My own prison
When I started dating D. he was getting his life back together. He'd been sober this time around about 9 months and was sleeping in the locker room at work. Since he was single, it didn't matter. He had money to spare and was foot loose & fancy free. I changed all that.
We moved into his sisters empty house (she moved in with her mom when they found the cancer). I met his kids and it made me sad as hell that he rarely saw them due to stipulations in a divorce decree that he was too messed up to make sense of in 1997. It reminded me to much of my own dad leaving and I wasn't going to marry a man who would abandon his kids.
So, I found out about Texas Fathers for Equal Rights, an amazing organization that helped D. represent himself in court and win visitation of his children and eventually custody of N.
At first, N. was so nice and polite and respectful, but gradually that disappeared. D. let her get away with too many things and she has learned he doesn't really discipline her much. Part of this is the natural progression of 15-17 years old, but part is D.'s inconsistency.
The past few months have been hell and it's getting worse. Last night she got home at curfew and went straight to her room. We hadn't seen her in about 4 days because she'd been at her mom's and her sister's. D. got up after calling for her and not receiving an answer. He went in her room and got a weak greeting and was informed that she was getting in the shower. That was it. No communication, nothing.
I'm starting to feel like a landlord instead of a parent.
The school called on the last day of school before break and said she'd been absent again. I told D. this morning he'd better call them. He never does, he just lets her do whatever she wants, including not go to school.
We had gotten into an argument with her last week because she hadn't been working and was telling her dad that she never got any hours. Well, her job called her in and she told D. she wasn't going to go, that it was a waste of her time. When we told her she damn well better get her ass to work or she'd lose the priviledge of driving the truck, she started to cry. Crocodile Tears. Well, too damn bad, life is sooo hard, poor baby had to work 4 whole hours.
Anyway, so that's life right now, everything is nice and peaceful and fun, then the minute N. gets home, I tense up, waiting for whatever argument will come next. I hate this shit and it's all my doing. I should have just left well enough alone. I realize now that all the reasons N. gave for hating living with her mom are the same reasons she'd give now for hating living with us. I felt so sorry for her back then, so sure I could be a better mom than her own mother. ha! At this point, I think her moving in with us has done us all more harm than good.

5 Comments:
Spit,
I truly hope that things start to work themselves out with N. It is possible that it's nothing more than typical teenage behavior, but still, I can understand where you're coming from. I'm sure my folks felt like landlords as well. Keep your head up (I know you will!)

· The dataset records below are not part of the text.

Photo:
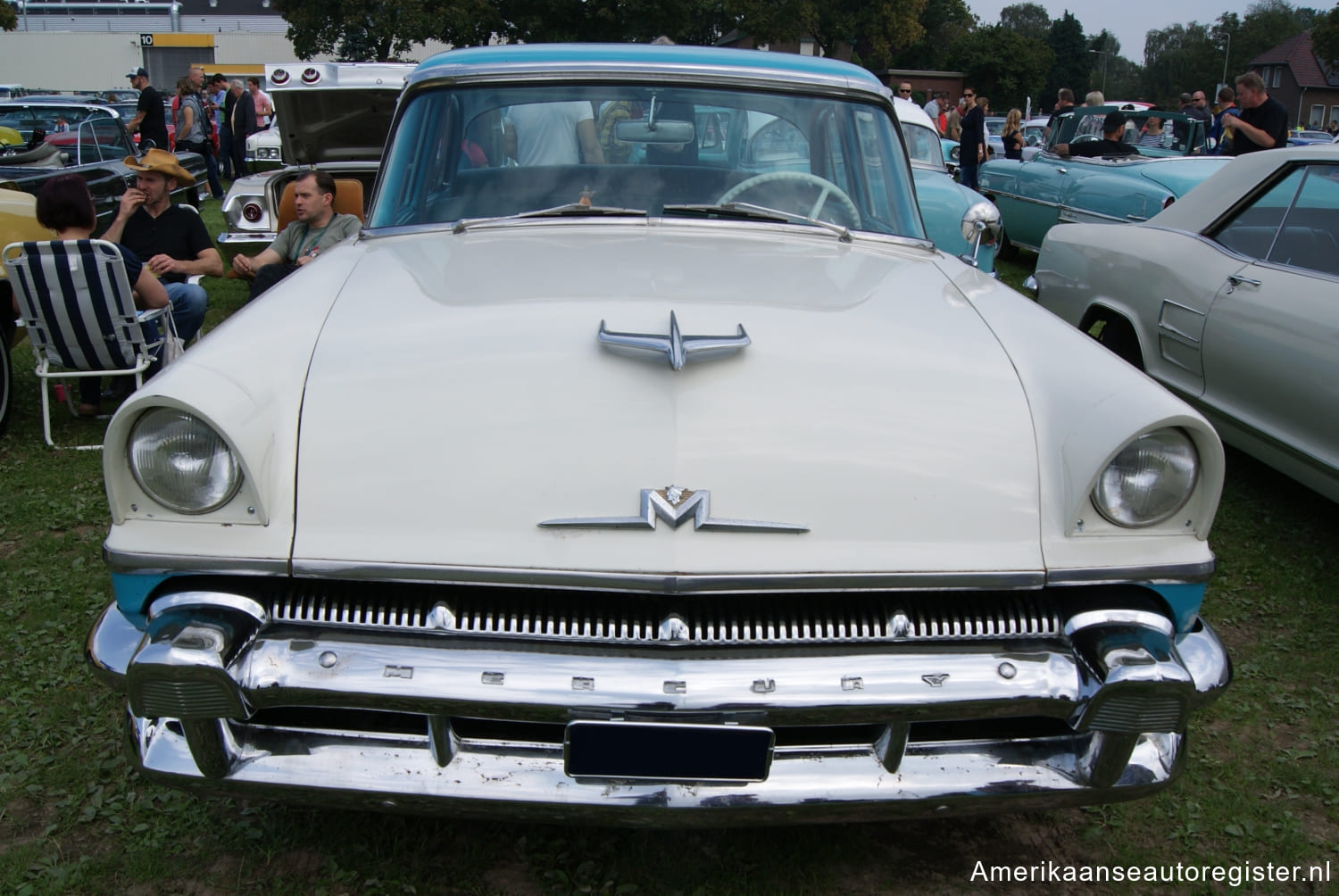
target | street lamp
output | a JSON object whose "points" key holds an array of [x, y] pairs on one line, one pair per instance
{"points": [[1103, 69]]}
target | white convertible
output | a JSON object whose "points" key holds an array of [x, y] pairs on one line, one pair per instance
{"points": [[645, 461]]}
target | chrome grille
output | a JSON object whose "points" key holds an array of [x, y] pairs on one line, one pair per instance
{"points": [[636, 619]]}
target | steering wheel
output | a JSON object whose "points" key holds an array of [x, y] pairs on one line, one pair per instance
{"points": [[828, 189]]}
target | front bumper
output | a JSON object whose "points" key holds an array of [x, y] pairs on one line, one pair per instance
{"points": [[252, 244], [225, 700]]}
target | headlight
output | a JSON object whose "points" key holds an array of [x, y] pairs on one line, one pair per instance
{"points": [[181, 462], [1149, 480]]}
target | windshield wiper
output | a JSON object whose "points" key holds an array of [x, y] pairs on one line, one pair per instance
{"points": [[746, 211], [570, 211]]}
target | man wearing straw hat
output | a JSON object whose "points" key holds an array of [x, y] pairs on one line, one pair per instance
{"points": [[169, 238]]}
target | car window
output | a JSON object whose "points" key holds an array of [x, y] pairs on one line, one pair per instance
{"points": [[1293, 222], [469, 152]]}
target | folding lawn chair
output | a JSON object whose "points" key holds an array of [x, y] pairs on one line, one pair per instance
{"points": [[79, 312]]}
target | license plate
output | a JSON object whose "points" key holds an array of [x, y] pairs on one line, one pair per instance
{"points": [[661, 751]]}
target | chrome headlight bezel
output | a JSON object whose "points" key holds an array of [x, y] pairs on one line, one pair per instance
{"points": [[1149, 480], [168, 444]]}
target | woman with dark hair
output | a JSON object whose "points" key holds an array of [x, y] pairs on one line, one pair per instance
{"points": [[66, 206]]}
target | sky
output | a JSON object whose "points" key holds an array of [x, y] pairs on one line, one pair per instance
{"points": [[1129, 21]]}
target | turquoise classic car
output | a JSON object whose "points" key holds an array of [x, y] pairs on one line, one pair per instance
{"points": [[943, 201], [1054, 187]]}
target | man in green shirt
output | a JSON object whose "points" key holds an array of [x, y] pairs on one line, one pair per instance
{"points": [[318, 228]]}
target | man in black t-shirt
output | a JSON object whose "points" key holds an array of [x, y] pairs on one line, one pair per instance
{"points": [[1263, 122], [149, 112], [1110, 145]]}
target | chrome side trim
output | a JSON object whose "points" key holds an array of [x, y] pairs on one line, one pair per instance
{"points": [[672, 585], [1164, 575], [112, 644], [648, 71], [674, 505], [675, 345], [168, 564], [653, 583]]}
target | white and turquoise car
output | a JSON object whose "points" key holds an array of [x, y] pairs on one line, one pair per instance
{"points": [[1050, 187], [685, 488]]}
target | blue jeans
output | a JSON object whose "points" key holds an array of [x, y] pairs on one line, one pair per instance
{"points": [[187, 307], [967, 173]]}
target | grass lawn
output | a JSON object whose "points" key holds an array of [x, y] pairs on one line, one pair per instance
{"points": [[1261, 783]]}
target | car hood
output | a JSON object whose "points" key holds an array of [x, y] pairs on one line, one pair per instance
{"points": [[343, 118], [873, 407], [1180, 176]]}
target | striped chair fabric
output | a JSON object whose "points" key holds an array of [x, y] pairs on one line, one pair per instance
{"points": [[79, 312]]}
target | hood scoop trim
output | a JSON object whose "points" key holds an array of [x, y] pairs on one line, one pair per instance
{"points": [[675, 345], [674, 505]]}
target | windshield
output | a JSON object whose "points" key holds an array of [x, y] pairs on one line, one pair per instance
{"points": [[53, 120], [923, 145], [503, 150], [1153, 131]]}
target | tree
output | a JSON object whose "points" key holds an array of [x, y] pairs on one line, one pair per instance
{"points": [[385, 29], [1073, 63], [1178, 59], [875, 29], [943, 21], [1002, 64], [699, 21], [1325, 39], [1027, 19]]}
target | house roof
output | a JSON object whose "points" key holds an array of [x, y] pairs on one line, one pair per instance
{"points": [[1301, 56]]}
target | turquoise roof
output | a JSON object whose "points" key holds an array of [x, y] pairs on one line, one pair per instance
{"points": [[648, 55]]}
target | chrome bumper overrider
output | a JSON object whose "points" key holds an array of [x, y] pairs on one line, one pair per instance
{"points": [[225, 700]]}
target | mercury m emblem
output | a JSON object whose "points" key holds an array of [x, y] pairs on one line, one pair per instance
{"points": [[674, 505]]}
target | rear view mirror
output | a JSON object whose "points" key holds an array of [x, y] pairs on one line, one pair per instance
{"points": [[663, 131]]}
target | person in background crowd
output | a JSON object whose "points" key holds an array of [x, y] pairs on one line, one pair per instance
{"points": [[264, 107], [149, 118], [1227, 106], [1263, 122], [241, 122], [1012, 134], [1110, 146], [208, 145], [972, 141], [1063, 104], [170, 238], [219, 102], [318, 228], [953, 128]]}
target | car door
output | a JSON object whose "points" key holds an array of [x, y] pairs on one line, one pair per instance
{"points": [[1271, 339]]}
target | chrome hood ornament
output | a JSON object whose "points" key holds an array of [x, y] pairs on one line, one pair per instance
{"points": [[675, 345], [674, 505]]}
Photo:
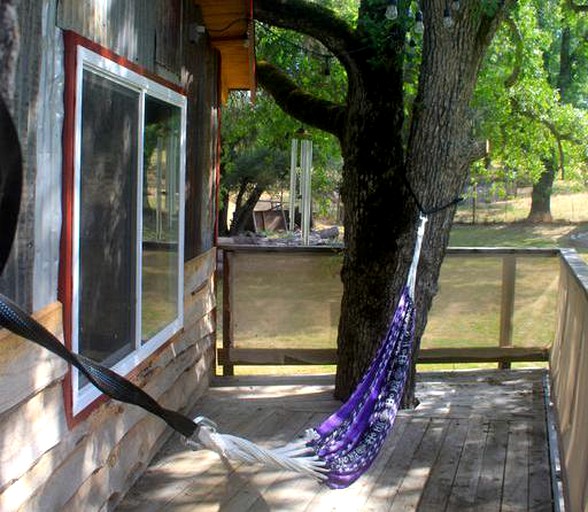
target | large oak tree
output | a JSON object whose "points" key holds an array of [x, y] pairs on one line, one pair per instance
{"points": [[392, 160]]}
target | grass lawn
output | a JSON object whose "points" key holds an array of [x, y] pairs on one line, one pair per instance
{"points": [[286, 301]]}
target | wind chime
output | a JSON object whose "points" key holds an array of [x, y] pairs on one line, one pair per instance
{"points": [[300, 183]]}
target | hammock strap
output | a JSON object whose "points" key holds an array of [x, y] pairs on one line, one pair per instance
{"points": [[411, 279]]}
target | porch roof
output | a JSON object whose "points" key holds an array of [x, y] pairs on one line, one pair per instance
{"points": [[229, 24]]}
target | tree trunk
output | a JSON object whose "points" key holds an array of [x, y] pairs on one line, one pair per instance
{"points": [[243, 216], [380, 208], [541, 195]]}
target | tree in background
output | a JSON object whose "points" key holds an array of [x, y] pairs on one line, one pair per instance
{"points": [[530, 100], [397, 153], [256, 139]]}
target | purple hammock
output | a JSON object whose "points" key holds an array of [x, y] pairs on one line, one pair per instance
{"points": [[350, 439]]}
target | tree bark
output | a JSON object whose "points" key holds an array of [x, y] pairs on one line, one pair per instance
{"points": [[381, 208]]}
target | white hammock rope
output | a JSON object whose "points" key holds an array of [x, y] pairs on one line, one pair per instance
{"points": [[295, 456]]}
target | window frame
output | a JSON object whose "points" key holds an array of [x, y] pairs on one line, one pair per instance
{"points": [[90, 57]]}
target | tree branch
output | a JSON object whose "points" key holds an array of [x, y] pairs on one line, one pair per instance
{"points": [[575, 7], [301, 105], [518, 41], [313, 20]]}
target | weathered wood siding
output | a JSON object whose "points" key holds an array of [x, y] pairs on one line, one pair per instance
{"points": [[46, 463], [46, 466], [16, 281], [569, 373]]}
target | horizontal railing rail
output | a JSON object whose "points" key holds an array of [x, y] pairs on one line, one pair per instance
{"points": [[504, 352]]}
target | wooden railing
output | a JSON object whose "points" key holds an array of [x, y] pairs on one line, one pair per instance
{"points": [[567, 350], [569, 378], [235, 353]]}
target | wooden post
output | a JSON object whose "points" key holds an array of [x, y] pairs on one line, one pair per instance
{"points": [[228, 286], [509, 267]]}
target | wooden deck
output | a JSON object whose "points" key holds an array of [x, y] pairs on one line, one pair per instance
{"points": [[476, 442]]}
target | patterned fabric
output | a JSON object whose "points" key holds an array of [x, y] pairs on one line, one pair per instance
{"points": [[350, 439]]}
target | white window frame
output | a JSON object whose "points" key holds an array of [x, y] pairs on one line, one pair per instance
{"points": [[89, 60]]}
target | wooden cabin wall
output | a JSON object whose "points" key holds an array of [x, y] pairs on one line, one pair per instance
{"points": [[46, 466], [46, 463], [201, 154], [17, 279]]}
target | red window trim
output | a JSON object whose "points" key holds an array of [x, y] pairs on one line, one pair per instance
{"points": [[72, 41]]}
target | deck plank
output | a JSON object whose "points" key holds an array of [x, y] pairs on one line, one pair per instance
{"points": [[443, 473], [476, 442]]}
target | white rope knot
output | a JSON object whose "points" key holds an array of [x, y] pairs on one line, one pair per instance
{"points": [[295, 456]]}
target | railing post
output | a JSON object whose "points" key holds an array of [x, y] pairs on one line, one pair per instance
{"points": [[509, 267], [228, 287]]}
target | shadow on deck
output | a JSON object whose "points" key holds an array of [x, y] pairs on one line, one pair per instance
{"points": [[476, 442]]}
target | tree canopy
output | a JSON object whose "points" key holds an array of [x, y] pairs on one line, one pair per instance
{"points": [[405, 128], [530, 98]]}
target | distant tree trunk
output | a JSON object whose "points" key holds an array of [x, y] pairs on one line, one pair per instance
{"points": [[381, 213], [243, 216], [223, 213], [541, 195]]}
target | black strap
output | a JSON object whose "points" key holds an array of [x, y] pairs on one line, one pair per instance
{"points": [[13, 318], [434, 209]]}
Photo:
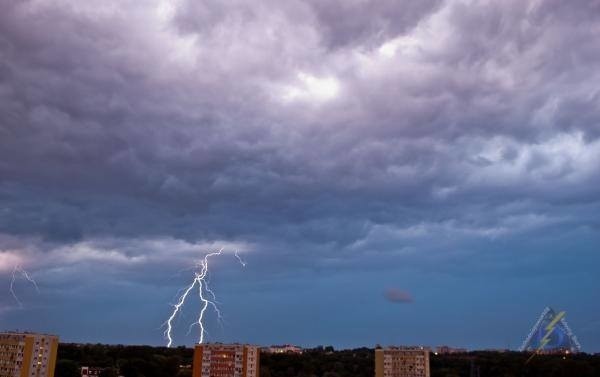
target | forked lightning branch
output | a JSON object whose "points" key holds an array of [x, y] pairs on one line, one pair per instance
{"points": [[207, 298]]}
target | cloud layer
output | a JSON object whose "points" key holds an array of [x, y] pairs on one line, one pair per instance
{"points": [[316, 135]]}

I sure wish I had something brilliant to say, I truly do. My heart goes out to you and I am sending you giant, giant hugs with the hopes that if you get enough hugs sent your way you will make it through this.
Somedays it really feels like life is all of the bumps on the road occasionally interupted by a small flat piece. I think that is only because all those bumps shake up your head so much you forget about those smooth places.
((((((((((spit))))))))))))
It's a pain in the butt, it's actually normal, and in a couple of years or so (or maybe less, who knows) it will resolve itself.
Try not to take it personally, and try to remember that it is HIS daughter and HE has the responsibility for his relationship with her. Easier said than done, but try to lay the burden down. If you can. If you can't, understandable,tho.
My seventeen year old is in her original intact family but still has her, um, entertaining moments.
Hey. Remeber for a minute how fucking out-of-control we were. At least you haven't hospitalized N. for what is, I guess, normalish shithead behavoir. Remember all the people who got thrown in the looney bin because they were too different from normal shithead Fort Worth? The number staggers me today. I'm not saying you should go easy, except on yourself.
Hi,
I just found your blog. I am 42 yo SIF with a serious bf who has a 14 yo daughter. We don't live together, but I'm there about 3-4 nights a week.
I am writing before reading backwards further, b/c I have so very much been searching for a blog with idiot step-teenagers and IF. There aren't many looking at both sides of that coin. Tell me others if you know.
Thanks for writing. My blog is chock full of the same kind of rants. Despite plenty to talk about, I've done none lately, mostly b/c I've been on overload and sometimes I actually blog to escape!